Não há consolação, amigo triste, o homem é um animal inconsolável.”

É estranho, este corpo – ou melhor, esta dualidade corpo-mente. Sinto-me capaz de ver o que é honesto, como se de uma característica de tratasse, um nariz grande, um lábio torto, um queixo vincado: uma honestidade. Pensando bem, pouco há nisto de estranho ou inovador, mas a maneira como o sinto é-o: um arrepio, que me percorre a espinha – já que nada mais poderia percorrer – e os meus sentidos respondem todos em uníssono, numa dança síncrona, em que declaram um outro ser – figurativo, neste momento – como capaz ou incapaz. É injusto? À primeira vista. Contudo, nasce um estranho paradoxo se assim for.


Tudo é um vulgar reflexo. Nestas palavras, por exemplo, sou eu quem reflecte nelas algo vulgar. Não existem espelhos – pelo menos, não um que crie a reflexão. Essa sustenta-se da guerra, floresce do suor que contamina o solo e origina frutos que variam em sabor.
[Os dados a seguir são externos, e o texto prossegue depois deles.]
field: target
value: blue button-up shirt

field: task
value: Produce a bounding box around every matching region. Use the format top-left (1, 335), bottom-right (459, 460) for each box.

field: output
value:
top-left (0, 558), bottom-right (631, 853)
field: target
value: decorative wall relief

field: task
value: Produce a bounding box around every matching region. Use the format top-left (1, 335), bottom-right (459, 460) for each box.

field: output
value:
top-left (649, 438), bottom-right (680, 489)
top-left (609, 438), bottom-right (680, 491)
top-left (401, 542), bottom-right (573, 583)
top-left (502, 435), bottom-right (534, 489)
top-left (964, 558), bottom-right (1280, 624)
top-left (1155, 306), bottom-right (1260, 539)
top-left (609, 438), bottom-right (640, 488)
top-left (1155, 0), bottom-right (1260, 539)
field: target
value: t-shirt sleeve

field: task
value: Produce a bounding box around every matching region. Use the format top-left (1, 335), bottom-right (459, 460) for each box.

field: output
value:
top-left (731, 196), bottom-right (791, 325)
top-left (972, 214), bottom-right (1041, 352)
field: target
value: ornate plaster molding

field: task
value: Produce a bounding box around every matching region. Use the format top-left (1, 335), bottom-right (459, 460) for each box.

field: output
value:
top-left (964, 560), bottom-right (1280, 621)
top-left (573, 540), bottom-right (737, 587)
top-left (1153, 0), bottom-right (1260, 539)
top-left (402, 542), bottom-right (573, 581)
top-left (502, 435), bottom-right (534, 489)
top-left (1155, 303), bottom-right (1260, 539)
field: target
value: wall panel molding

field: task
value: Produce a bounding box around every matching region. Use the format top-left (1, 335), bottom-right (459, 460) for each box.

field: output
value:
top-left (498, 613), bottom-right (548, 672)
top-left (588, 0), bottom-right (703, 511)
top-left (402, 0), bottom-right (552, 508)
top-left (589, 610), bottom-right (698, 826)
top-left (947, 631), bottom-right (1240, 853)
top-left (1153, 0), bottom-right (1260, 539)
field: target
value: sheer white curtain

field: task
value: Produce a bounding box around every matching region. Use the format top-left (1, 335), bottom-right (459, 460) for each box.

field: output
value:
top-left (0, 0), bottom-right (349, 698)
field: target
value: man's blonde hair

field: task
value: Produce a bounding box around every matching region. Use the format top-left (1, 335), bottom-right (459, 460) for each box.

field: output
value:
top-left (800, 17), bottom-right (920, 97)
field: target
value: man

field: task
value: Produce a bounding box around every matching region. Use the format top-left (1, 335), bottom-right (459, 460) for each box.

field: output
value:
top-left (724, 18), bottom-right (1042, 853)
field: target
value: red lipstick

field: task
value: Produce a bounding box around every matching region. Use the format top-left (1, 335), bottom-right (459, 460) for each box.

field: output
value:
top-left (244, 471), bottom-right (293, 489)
Não existem espelhos – a reflexão destes é momentânea e move-se comigo. A reflexão de que falo, preserva e estende a realidade, decanta-a em ínfimas partes, e o ser humano – mortal criatura – é sempre mais lento do que o que acontece. A reflexão nunca é o presente. De qualquer modo, nada nos permite alterar o momento – o segundo que vivemos quando o vivemos – mas, com os marcadores coloridos, vamos pintando o que nos envolve, dando cores ao que não tem, naturalmente, ou transfigurando-as, com o intuito solitário de criar o mundo que queremos, desrespeitando o mundo que é real. É importante aceitar a máxima de Sócrates. Afinal, a reflexão é o que eu quiser, não o que é, o que foi ou o que será. Tolerar qualquer uma dessas falácias, é abrir portas a um universo parcial.


Há uma dor. Há sempre uma dor. Há uma dor que me contrai o crânio, que me aperta o cérebro, em pulsações, como se, invejosa do músculo cardíaco, tentasse imitar os batimentos tum tum tum tum. É essa dor que me enlouquece; que me faz crer que sou mortal, que envelheço, que não há vontade ou movimento que quebre a invariabilidade do tempo. Aceito. Nestes ciclos carnívoros, não há liberdade, há concordância com as nossas condições.